When a domain has no MX records at all, RFC 5321 specifies a fallback: the sending server should attempt delivery to the domain's A record (or AAAA record) directly. In practice, this fallback is unreliable. Many mail servers skip the A record fallback entirely or treat it as a low-confidence signal. Even when the fallback works, the A record typically points to a web server that is not running an SMTP daemon on port 25. The result is a connection refused error, and the email bounces. If a domain should receive email, it needs explicit MX records. If it should not, it needs a null MX record. Relying on the A record fallback is never the right answer.

Wrong Priority Ordering

A common mistake is configuring a backup server with a lower priority number (higher priority) than the primary server. If your primary is `mail.example.com` at priority 20 and your backup is `backup.example.com` at priority 10, every sending server will try the backup first. The backup server becomes the de facto primary, and it may not have the capacity, filtering rules, or storage to handle full production traffic. Worse, if the backup is configured to relay mail to the primary (a common backup pattern), you get a relay loop or double-processing of every message. Always verify that your primary server has the lowest priority number.

MX Host Does Not Accept Connections

The MX record might be correctly configured, but the host it points to refuses connections. Common causes include a firewall blocking port 25, the mail server process being stopped, the hostname resolving to a server that does not run mail software, or the server rejecting connections because its TLS certificate has expired. The sending server will try other MX hosts in priority order, but if all MX hosts are unreachable, the email enters the sender's retry queue. Most mail servers retry for 24 to 72 hours before generating a final bounce. During this window, the email is in limbo and neither the sender nor recipient knows it has not been delivered.

MX Lookup for Domain Investigation

Beyond troubleshooting your own email, MX lookups are a powerful tool for investigating other domains. The MX records for a domain reveal its email provider, its infrastructure choices, and sometimes its organizational relationships.

Identifying Email Providers

MX hostnames are a reliable fingerprint for email providers.
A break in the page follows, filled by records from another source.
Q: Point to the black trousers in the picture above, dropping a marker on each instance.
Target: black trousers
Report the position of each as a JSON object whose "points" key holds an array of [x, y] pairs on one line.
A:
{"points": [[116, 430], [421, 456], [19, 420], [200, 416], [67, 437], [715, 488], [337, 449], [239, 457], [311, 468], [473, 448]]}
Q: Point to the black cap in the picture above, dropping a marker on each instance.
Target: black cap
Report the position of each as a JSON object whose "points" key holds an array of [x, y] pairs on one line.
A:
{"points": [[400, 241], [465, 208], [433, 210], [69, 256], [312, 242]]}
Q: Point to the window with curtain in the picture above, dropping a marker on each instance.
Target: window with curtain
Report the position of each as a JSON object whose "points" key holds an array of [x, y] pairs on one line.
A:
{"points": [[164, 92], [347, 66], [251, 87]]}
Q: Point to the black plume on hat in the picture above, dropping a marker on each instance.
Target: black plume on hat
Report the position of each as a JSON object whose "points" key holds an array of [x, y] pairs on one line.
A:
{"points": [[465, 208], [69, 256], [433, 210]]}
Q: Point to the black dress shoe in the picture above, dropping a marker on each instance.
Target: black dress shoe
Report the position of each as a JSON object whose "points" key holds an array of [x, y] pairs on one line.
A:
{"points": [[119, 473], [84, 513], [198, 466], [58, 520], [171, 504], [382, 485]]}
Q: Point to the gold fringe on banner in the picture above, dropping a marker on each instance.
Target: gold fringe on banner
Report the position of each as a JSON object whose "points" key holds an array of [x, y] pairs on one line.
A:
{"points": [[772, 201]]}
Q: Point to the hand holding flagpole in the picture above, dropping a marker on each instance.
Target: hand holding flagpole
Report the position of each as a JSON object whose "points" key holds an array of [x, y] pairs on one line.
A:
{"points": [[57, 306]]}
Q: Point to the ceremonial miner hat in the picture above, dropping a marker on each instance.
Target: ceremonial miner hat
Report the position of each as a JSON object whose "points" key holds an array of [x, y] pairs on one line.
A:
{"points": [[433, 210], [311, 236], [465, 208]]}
Seeing `ASPMX.L.GOOGLE.COM` means Google Workspace. Seeing `.mail.protection.outlook.com` means Microsoft 365. Seeing `mx1.zoho.com` means Zoho Mail. Seeing `.pphosted.com` means Proofpoint. Seeing `inbound-smtp.*.amazonaws.com` means Amazon SES or WorkMail. This identification works because email providers require customers to point MX records to provider-controlled hostnames, and those hostnames are stable and publicly documented. An MX lookup on a target domain immediately tells you what email stack they run.

Reverse MX Lookup

A reverse MX lookup answers the question: which domains use this mail server? If you know a company uses `mail.company.com` as their MX host, a reverse MX lookup returns every domain in the DNS ecosystem that points its MX records to that same hostname. This reveals subsidiary domains, partner domains, acquired brands, and shadow IT domains that share the same mail infrastructure. DomScan's Reverse MX API performs this lookup across a large dataset of active domains, making it practical for brand protection and domain portfolio discovery.
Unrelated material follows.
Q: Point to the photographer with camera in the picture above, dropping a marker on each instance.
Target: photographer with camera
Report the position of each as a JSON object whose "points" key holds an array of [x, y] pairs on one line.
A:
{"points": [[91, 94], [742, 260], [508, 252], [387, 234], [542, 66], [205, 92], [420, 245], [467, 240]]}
Detecting Infrastructure Changes

Monitoring MX records over time reveals when a domain changes email providers. A shift from Google Workspace MX servers to Microsoft 365 MX servers indicates a migration event. A new MX record appearing alongside existing ones might indicate a transition period. MX records disappearing entirely could mean the domain is being decommissioned or its DNS was misconfigured during a provider change. For competitive intelligence and vendor tracking, historical MX data is a concrete signal of organizational decisions that are otherwise invisible from the outside.
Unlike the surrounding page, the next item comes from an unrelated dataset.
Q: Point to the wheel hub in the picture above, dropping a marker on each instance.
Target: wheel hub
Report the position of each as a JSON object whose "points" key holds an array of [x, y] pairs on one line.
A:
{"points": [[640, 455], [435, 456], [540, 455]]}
Running Your Own MX Lookups

If you want to check the MX records for a domain right now, you have several options depending on your operating system and preferences.

On macOS or Linux, `dig` gives you the most detailed output. Query MX records for any domain with a single command:

$ dig MX example.com +short
10 mail.example.com.
20 backup.example.com.

The `+short` flag strips the output to just the priority and hostname, which is useful for scripting or quick checks. Drop it to see the full response with TTL, query time, and the responding server.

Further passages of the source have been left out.